Load Balancing helps you with proper distribution of traffic on multiple servers so that at the time of high traffic, your services won’t get affected. We use AWS load balancer which forwards the traffic across multiple targets (say EC2 instances) depending upon their availability. It is termed as an Elastic load balancer. ELB can automatically scale its request handling capacity to meet the demands of incoming traffic, justifying the term elastic associated with it.
AWS Elastic Load Balancer provides various benefits which are as follows –
Elastic Load Balancing automatically scales its request handling capacity to meet the demands of application traffic.
AWS provides VPC feature which helps you to connect your web server locally with the load balancer and secure your application servers from direct public access.
Achieve higher levels of fault tolerance for your applications by using Elastic Load Balancing to automatically route traffic across multiple instances and multiple Availability Zones.
Configuring AWS elastic load balancer would require more than one EC2 instance which will violate AWS free tier eligibility criteria. AWS free tier plan allows you to run one EC2 instance for 750 hours per month. Running more than one EC2 instance would subsequently decrease free hours per month.
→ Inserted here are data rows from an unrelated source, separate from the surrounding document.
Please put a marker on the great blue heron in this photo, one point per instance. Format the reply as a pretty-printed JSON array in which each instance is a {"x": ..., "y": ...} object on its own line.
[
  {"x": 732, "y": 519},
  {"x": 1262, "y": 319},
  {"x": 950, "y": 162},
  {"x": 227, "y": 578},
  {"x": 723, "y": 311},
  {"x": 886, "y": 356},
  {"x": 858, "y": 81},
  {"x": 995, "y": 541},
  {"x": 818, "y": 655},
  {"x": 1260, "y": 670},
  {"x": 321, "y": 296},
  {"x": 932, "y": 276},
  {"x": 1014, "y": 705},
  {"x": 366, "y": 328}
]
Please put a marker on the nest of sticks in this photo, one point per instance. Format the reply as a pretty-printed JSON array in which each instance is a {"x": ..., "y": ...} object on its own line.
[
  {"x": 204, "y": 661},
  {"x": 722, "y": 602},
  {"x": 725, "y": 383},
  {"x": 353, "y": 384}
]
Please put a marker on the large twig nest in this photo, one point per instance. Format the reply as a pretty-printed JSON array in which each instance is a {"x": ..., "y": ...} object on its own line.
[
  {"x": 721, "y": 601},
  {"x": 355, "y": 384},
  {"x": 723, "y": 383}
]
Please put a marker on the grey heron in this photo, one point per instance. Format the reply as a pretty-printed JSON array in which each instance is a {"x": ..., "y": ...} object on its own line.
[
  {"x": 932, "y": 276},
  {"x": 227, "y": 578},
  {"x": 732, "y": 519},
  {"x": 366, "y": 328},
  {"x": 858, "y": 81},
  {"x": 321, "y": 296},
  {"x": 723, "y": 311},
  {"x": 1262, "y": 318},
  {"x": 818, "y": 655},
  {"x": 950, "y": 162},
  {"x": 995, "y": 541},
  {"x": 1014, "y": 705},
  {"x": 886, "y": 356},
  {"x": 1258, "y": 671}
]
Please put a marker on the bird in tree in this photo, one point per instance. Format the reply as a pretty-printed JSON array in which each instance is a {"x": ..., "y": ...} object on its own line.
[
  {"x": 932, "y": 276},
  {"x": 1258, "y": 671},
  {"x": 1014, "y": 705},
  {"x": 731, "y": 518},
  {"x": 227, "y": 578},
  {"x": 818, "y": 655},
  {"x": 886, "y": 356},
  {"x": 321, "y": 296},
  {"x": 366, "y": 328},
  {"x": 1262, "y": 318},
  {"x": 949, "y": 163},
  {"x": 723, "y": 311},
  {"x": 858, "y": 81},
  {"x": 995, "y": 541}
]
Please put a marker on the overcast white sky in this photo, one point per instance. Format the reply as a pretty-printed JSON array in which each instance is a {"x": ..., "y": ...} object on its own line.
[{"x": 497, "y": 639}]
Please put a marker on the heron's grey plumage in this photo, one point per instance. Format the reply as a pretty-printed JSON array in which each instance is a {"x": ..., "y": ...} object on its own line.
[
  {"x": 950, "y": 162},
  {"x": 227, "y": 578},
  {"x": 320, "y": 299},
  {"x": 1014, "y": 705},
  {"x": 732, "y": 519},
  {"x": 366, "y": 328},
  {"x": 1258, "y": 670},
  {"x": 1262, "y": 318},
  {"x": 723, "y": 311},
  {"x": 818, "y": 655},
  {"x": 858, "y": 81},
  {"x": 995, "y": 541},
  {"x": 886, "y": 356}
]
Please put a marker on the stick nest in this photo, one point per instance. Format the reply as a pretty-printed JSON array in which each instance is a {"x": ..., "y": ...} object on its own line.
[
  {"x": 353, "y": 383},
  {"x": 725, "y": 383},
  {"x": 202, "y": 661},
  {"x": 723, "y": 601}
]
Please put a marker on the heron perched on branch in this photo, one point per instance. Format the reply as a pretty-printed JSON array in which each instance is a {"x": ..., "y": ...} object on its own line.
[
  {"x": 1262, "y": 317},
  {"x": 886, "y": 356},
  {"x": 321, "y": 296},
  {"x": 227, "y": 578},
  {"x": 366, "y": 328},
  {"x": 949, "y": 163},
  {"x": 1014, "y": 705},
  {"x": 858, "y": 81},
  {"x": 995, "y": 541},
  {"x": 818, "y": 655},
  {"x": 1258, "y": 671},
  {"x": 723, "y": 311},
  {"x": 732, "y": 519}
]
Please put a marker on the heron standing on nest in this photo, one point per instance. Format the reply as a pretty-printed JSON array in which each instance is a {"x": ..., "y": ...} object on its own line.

Along with AWS elastic load balancer, it would also require to set up and configure AWS Elastic file system, which is NFS-v4 and SSD based and a fully managed file system. It allows multiple EC2 instances under elastic load balancer to access and modify same files. Use of AWS EFS is not included in AWS free tier plan so AWS account holder will be charged as per their usage.
Cloudkul recommends to not use Elastic load balancer unless you are preparing your server for very high-end traffic otherwise you might get overcharged.